LIVE FROM MWL UNWRAPPED: Telia’s chief external affairs, governance and trust officer argued the perceived increase in energy use resulting from 5G was being offset by the positive impact modern networks were having in transforming industries and ultimately helping to significantly reduce emissions across the board.
Rachel Samren (pictured) said in today’s keynote on sustainability that the negative effects of more energy use from 5G was the lesser element of Telia’s efforts in the area, pointing out it was actually reducing emissions as a whole by stripping-out its legacy networks.
Bigger than that, Samren said the future lay in how 5G could contribute to the “enablement factor”, bringing to the fore a number of solutions “that really help other industries significantly reduce their emissions and also, to some degree, become safer”.

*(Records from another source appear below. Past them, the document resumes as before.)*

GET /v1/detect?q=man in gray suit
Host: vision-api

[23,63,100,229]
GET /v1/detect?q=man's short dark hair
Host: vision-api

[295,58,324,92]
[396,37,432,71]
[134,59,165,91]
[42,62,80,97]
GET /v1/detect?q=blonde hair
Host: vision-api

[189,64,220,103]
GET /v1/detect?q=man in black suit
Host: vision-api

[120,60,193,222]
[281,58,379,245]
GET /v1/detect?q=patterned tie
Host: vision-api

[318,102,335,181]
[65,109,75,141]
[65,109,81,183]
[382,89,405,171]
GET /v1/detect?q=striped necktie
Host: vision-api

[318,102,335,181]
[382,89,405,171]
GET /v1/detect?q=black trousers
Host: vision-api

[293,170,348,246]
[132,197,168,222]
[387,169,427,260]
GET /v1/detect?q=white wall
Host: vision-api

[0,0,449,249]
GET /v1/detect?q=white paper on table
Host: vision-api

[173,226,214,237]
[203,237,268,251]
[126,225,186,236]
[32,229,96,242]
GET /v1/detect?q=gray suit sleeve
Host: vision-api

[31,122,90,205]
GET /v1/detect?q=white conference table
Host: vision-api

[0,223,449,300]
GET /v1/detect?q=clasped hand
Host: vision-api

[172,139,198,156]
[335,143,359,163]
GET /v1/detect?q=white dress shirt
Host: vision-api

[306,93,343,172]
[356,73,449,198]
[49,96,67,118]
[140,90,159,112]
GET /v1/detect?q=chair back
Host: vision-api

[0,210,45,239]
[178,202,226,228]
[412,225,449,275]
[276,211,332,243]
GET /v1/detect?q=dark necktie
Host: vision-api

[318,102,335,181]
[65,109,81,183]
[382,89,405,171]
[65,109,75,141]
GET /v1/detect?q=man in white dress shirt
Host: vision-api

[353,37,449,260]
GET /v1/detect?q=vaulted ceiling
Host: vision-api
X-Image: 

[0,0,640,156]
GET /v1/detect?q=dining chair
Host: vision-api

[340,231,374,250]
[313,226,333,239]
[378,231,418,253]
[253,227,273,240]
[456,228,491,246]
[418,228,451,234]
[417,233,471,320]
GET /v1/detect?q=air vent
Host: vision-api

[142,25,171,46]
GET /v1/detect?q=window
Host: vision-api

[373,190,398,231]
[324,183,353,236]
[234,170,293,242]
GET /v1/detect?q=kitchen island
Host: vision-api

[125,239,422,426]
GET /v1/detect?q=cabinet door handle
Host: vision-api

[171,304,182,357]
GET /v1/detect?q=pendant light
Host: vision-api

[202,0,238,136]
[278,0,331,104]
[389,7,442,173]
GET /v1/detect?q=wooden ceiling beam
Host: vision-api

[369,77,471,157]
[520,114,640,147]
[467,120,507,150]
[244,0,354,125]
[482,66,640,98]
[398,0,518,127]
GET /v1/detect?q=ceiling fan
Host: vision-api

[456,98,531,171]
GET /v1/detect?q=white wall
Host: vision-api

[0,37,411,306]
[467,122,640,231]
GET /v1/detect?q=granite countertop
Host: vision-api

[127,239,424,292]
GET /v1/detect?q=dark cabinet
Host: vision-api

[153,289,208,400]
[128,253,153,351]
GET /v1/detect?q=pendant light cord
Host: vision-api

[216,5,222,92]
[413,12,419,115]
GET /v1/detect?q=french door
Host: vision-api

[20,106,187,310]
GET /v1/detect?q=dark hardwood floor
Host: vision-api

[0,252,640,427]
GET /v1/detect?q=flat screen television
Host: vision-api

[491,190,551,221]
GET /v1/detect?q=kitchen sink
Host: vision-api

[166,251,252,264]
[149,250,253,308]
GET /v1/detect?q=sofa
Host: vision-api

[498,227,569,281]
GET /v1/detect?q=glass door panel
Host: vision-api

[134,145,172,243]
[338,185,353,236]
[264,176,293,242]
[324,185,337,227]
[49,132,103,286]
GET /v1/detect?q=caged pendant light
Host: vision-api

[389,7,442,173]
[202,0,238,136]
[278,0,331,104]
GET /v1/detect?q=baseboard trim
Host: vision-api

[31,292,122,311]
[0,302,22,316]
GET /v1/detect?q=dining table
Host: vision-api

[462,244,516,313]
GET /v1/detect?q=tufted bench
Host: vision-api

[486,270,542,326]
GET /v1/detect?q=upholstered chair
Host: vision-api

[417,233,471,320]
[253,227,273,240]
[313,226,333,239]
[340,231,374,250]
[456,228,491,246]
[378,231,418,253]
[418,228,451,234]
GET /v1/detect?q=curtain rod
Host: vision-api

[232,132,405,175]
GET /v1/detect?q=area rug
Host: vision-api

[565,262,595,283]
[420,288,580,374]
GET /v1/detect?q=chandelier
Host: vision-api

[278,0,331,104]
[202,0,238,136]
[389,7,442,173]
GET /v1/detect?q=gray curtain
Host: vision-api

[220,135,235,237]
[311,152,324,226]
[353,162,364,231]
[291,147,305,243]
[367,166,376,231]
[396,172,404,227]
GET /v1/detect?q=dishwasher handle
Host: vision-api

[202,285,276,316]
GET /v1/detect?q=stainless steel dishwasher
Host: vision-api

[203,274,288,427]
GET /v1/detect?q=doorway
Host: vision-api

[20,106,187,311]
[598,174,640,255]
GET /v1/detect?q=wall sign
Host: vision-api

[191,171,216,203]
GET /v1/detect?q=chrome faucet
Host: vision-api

She pointed to one particular example of the operator’s work with mining companies and how it was enabling heavy industry automation, which is having a major knock-on effect to the amount of energy used.
The Telia executive explained one mining company was able to automate a large part of its operations through 5G, meaning safety workers didn’t even need to physically be in the mines.
“It’s really the enablement effect where people don’t necessarily think of 5G,” she said.
To that point, Samren insisted operators also had a dual-role to play in sustainability efforts, meaning the industry not only took responsibility for its own footprint, but also helped other industries with their emissions reductions.
However, she added operators cannot tackle the problem alone: “I think the challenge we have as a sector is that we are of course tremendously dependent on supply chains, and what they do…we won’t get there on our own.”